What the New Star Fox on Switch 2 Actually Is
The new Star Fox Switch 2 game is a full visual and technical remake of the Nintendo 64 space shooter, keeping its core rail-shooting design and level layouts while updating graphics, performance, and multiplayer systems for Nintendo’s latest hardware, so it feels both nostalgically familiar and convincingly modern to returning fans and new players. Based squarely on Star Fox 64, this Star Fox remake launches June 25 as a Nintendo Switch 2 exclusive title, putting it at the front of the Nintendo Switch 2 games lineup. Its campaign still follows Fox McCloud, Falco, Slippy, and Peppy as the Star Fox Mercenary Squad fighting Andross across the Lylat System, but now with 4K-style presentation, online and local co-op, and expanded competitive modes that make an old on-rails shooter feel suited to a connected console era.

Velan Studios Brings Knockout City Experience to a Legacy Series
The biggest surprise behind the Star Fox remake is who is making it.

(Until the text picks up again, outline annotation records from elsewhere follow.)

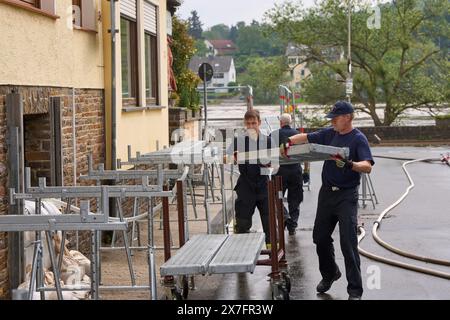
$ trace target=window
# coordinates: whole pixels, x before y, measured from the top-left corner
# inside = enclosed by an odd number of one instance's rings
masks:
[[[122,97],[123,105],[138,104],[138,62],[136,22],[120,18],[120,41],[122,49]]]
[[[96,11],[94,0],[72,0],[73,25],[76,29],[95,31]]]
[[[297,64],[297,58],[289,58],[288,64]]]
[[[145,98],[158,104],[158,51],[156,36],[145,33]]]
[[[21,0],[21,1],[28,3],[29,5],[32,5],[33,7],[40,8],[39,0]]]

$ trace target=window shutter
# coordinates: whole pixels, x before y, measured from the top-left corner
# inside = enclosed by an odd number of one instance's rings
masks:
[[[120,0],[120,13],[136,20],[136,0]]]
[[[171,36],[172,35],[172,15],[170,14],[170,11],[167,11],[166,16],[167,16],[167,34],[169,36]]]
[[[144,1],[144,29],[156,34],[156,6]]]
[[[55,15],[55,0],[41,0],[41,9],[47,13]]]
[[[81,0],[81,16],[83,28],[96,30],[94,0]]]

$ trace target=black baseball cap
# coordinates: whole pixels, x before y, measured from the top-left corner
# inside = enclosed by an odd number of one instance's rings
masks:
[[[338,101],[334,104],[333,109],[326,115],[327,118],[333,119],[337,116],[353,113],[355,110],[350,102]]]

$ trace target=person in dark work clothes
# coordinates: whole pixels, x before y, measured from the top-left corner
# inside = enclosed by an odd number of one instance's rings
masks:
[[[287,143],[280,146],[280,152],[286,154],[291,144],[306,142],[349,148],[348,159],[335,157],[334,160],[325,161],[323,165],[313,241],[316,244],[322,274],[317,291],[323,293],[341,277],[331,238],[339,222],[341,250],[348,282],[347,292],[350,300],[359,300],[363,287],[357,238],[358,186],[361,173],[370,173],[375,163],[367,138],[361,131],[353,128],[354,113],[350,103],[338,101],[327,114],[327,118],[331,118],[331,128],[292,136]]]
[[[280,143],[286,143],[289,137],[298,134],[297,130],[291,128],[291,121],[291,115],[283,113],[280,117],[280,129],[272,132],[272,139],[275,141],[278,139]],[[295,235],[300,215],[300,203],[303,201],[302,167],[300,163],[282,165],[279,167],[277,175],[280,175],[283,180],[283,194],[286,193],[286,190],[288,192],[289,211],[286,212],[287,214],[285,213],[285,226],[289,235]]]
[[[246,133],[234,138],[227,149],[227,155],[237,161],[240,152],[249,152],[271,148],[271,140],[259,130],[261,118],[257,110],[245,113],[244,124]],[[259,152],[259,151],[258,151]],[[235,232],[247,233],[252,227],[252,217],[258,208],[261,223],[265,233],[266,244],[270,243],[269,234],[269,200],[267,195],[268,163],[256,160],[238,161],[240,176],[234,187],[237,198],[235,201]]]

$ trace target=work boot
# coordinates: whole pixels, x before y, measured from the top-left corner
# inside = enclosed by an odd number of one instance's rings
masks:
[[[341,277],[341,272],[339,271],[339,269],[337,269],[334,277],[331,280],[322,279],[319,282],[319,284],[317,285],[317,288],[316,288],[317,292],[320,292],[320,293],[327,292],[328,290],[330,290],[333,282],[336,281],[337,279],[339,279],[340,277]]]

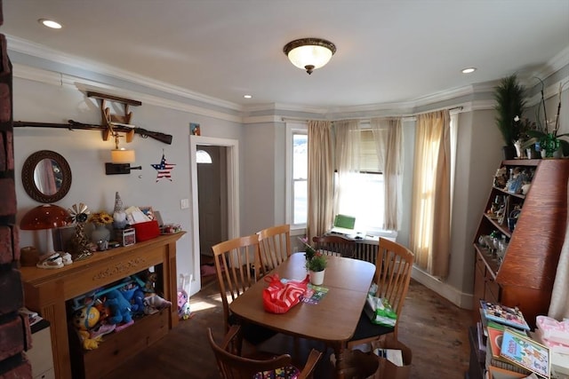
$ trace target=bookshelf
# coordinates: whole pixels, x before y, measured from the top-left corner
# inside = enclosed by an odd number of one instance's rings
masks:
[[[533,178],[525,195],[495,186],[490,189],[474,239],[473,320],[480,320],[479,301],[484,299],[517,306],[534,328],[535,317],[548,312],[564,241],[569,160],[510,160],[501,162],[499,168],[507,171],[520,168],[532,172]],[[488,213],[497,197],[509,206],[506,216],[514,206],[521,209],[513,230],[507,217],[501,220]],[[509,241],[501,259],[479,241],[481,235],[494,231]]]

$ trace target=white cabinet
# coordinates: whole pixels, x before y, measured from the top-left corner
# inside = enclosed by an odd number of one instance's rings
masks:
[[[50,324],[42,320],[32,325],[32,348],[25,351],[34,379],[55,379]]]

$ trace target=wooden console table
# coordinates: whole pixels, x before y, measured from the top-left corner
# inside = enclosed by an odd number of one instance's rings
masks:
[[[162,316],[167,320],[164,333],[177,325],[176,241],[184,233],[162,235],[132,246],[97,252],[60,269],[21,267],[26,306],[51,323],[55,377],[72,378],[67,300],[154,266],[159,277],[156,290],[172,302],[172,306],[164,311],[167,314]],[[135,326],[136,322],[121,333]],[[125,333],[124,338],[128,338],[129,334]],[[128,353],[132,355],[134,351]]]

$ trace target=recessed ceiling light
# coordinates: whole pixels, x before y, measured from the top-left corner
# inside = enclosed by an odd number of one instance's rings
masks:
[[[52,29],[60,29],[61,28],[61,24],[60,24],[59,22],[55,22],[52,20],[39,19],[37,20],[37,22],[39,22],[40,24],[42,24],[44,27],[51,28]]]

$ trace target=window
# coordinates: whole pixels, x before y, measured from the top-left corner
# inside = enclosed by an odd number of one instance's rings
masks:
[[[309,135],[306,124],[286,124],[286,220],[293,229],[308,220]]]
[[[338,211],[356,217],[355,229],[370,234],[383,230],[384,183],[371,130],[362,130],[359,171],[336,175]]]
[[[309,136],[293,133],[293,225],[306,225],[309,197]]]

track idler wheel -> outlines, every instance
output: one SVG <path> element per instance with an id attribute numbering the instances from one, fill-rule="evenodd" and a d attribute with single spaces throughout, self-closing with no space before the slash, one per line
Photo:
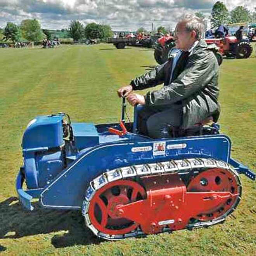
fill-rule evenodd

After the latest Nintendo Direct, Velan Studios revealed it is the development team collaborating with Nintendo on Star Fox for Switch 2. Known for Knockout City and the experimental Mario Kart Live: Home Circuit, Velan brings experience with fast, competitive action and custom technology. The studio confirmed that Star Fox runs on its proprietary VIPER engine at 60 FPS with all cinematics rendered in real time, which helps the game look and feel sharper than any earlier entry. This outside partnership hints at a broader Nintendo strategy: trusted external teams handling reinventions of classic series under close supervision. For Star Fox, that collaboration seems to be paying off, with early hands-on impressions describing a game that plays like Star Fox 64 while feeling made for new hardware rather than locked in the past.

From N64 to 4K: How Visual Upgrades Beat Remake Fatigue
At first glance, another Star Fox 64-style outing sounded like remake fatigue. The Switch 2 demo changed that perception. Level layouts, enemy patterns, and even the famous Corneria and Meteos runs are almost one-to-one with the original, yet the 4K-style presentation and widescreen framing give every barrel roll and somersault new impact. Detailed Arwing models with moving panels, realistic shadows stretching over Corneria’s cities, and dense debris fields in Meteos make familiar routes feel fresh. Between missions, longer cutscenes aboard the Great Fox highlight expressive character models and animation that add personality without rewriting the story. According to PCMag’s demo report, the gameplay “still holds up,” so the visual overhaul is not a crutch but an amplifier. The remake works because it respects what already played well and uses Switch 2 power to make that experience look current rather than nostalgic-only.
Co-op, Online Dogfights, and Why the Demo Won Over Skeptics
The Switch 2 demo showed that new modes, not new story, are what modernize Star Fox. Campaign Mode now supports online and local co-op via GameShare, splitting roles between Pilot and Gunner. In practice, one player flies with a single Joy-Con while the other aims using mouse-style controls on the other Joy-Con 2, giving far quicker targeting than steering the ship alone. Challenge Mode adds replayable objectives to cleared stages, extending depth beyond simple score chasing. Classic Versus Mode is gone, but it is replaced by 4v4 online Battle Mode that pits Team Star Fox against Team Star Wolf across three stages, with local and online GameShare support and camera-driven avatars in GameChat. For many skeptical players, these layers made the familiar missions feel new enough to justify another run through Lylat on Switch 2.
What Star Fox’s Switch 2 Launch Says About Nintendo’s Strategy
Launching June 25 as a Nintendo exclusive launch window title for Switch 2, Star Fox sends a clear message about Nintendo’s plans for its new console generation. Rather than rushing out experimental reboots, the company is using careful remakes like this Star Fox project to keep classic brands active while the hardware finds its footing. The game shows how conservative design can coexist with meaningful modernization: Star Fox 64’s core survives intact, but 60 FPS performance, online systems, and GameShare support make it feel like a native Nintendo Switch 2 game instead of a nostalgia port. Velan’s involvement also suggests Nintendo is more willing to enlist external teams with proven technical chops to refresh older series. If this approach holds, Star Fox’s success could open the door for more legacy franchises to return in forms that look forward as much as they look back.